Sunday, May 11, 2008

Ceriwis: Mari belanja ke Singapura, Bu’…

Jumat siang sekitar pukul satu, saya nonton reality show yang dibawakan Indie Barens dan Indra Bekti. Sebuah tontonan yang cukup banyak penggemar karena terbukti bisa bertahan cukup lama. Mungkin sekitar enam tahun, saya tidak tahu pasti. Suksesnya acara ini juga bisa dilihat dari banyaknya iklan yang mereka dapat. Jika dulu iklan tak pernah masuk dalam acara (dipromosikan Indie Barens dan Indra Bekti langsung), sekarang kita bisa melihat aksi mereka dengan produk-produk sponsor yang diterima.

Ceriwis merupakan tayangan yang menghibur, termasuk tayangan yang dibuat tidak untuk beridealisme tingkat tinggi. Atau bisa dikategorikan tayangan yang komersil. Jadi sangat wajar jika produk (acara) dibuat untuk mencari keuntungan sebesar-besarnya. Ceriwis bagian dari pohon duit Trans TV.

Dua hari yang lalu, 9 Mei 2008, saya melihat ceriwis dengan iklan yang bagi saya cukup mengejutkan. Background layar memperlihatkan gambar patung singa, dan sekaligus menampilkan keindahan kota berikon singa itu. Sejenak kemudian, beberapa perempuan Indonesia bercerita dengan wajah berbinar. Mereka memenangkan undian belanja ke negara tersebut.

Selanjutnya bisa ditebak, konsep acara hari itu dibuat “Singapura banget”. Panggung ditata seperti pusat perbelanjaan, dan perempuan-perempuan pemenang undian memperagakan berbelanja di Singapura . Satu lagi, Indra Bekti ditata laiknya perempuan dengan wig blow pendeknya, dan baju lengan terbukanya.
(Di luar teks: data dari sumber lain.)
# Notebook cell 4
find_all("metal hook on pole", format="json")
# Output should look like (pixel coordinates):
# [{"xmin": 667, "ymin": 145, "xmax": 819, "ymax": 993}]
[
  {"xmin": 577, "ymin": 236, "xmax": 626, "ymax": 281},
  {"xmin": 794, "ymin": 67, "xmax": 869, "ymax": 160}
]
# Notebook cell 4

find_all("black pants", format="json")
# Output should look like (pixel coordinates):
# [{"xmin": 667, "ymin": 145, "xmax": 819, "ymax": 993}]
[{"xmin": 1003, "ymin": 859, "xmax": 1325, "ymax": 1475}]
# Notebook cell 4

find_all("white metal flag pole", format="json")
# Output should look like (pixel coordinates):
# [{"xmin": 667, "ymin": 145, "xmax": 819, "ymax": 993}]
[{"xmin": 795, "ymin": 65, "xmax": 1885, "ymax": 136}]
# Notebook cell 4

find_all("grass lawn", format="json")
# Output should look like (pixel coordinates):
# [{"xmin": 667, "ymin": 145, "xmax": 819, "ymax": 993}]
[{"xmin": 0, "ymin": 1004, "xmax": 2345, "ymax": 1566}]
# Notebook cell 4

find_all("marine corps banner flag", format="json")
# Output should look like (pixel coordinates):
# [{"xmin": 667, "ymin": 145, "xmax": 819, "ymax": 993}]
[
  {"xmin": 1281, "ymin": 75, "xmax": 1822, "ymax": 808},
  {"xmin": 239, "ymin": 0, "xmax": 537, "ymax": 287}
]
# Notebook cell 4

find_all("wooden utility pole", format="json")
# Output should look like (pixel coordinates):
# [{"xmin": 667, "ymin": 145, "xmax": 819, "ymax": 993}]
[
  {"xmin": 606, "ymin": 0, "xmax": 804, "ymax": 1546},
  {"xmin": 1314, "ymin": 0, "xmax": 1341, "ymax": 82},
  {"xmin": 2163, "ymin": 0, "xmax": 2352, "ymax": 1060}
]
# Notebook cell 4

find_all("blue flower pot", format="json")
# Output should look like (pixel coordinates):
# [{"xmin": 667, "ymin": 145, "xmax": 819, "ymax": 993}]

Perubahan Indra Bekti menjadi perempuan seolah-olah melengkapi sebuah makna yang dimunculkan bahwa Singapura adalah surga belanja bagi perempuan.

Singapura cukup lihai memilih ceriwis sebagai partner promosinya. Di samping rating ceriwis cukup tinggi, penggemar yang sebagian besar ibu-ibu, merupakan aset yang sangat potensial untuk menggaet turis Indonesia untuk program Wisata belanja Singapura. Apalagi celotehan-celotehan khas ceriwis cukup ampuh mempengaruhi masyarakat. Inget dong..dong..dong..yang pernah cukup populer di masyarakat, kata ‘baguuuus…’ juga pernah melejit, dan akhir-akhir ini kata Bu’ sangat sering didengar di mana-mana. Lalu bagaimana pengaruh promosi Wisata Belanja Singapura terhadap masyarakat Indonesia?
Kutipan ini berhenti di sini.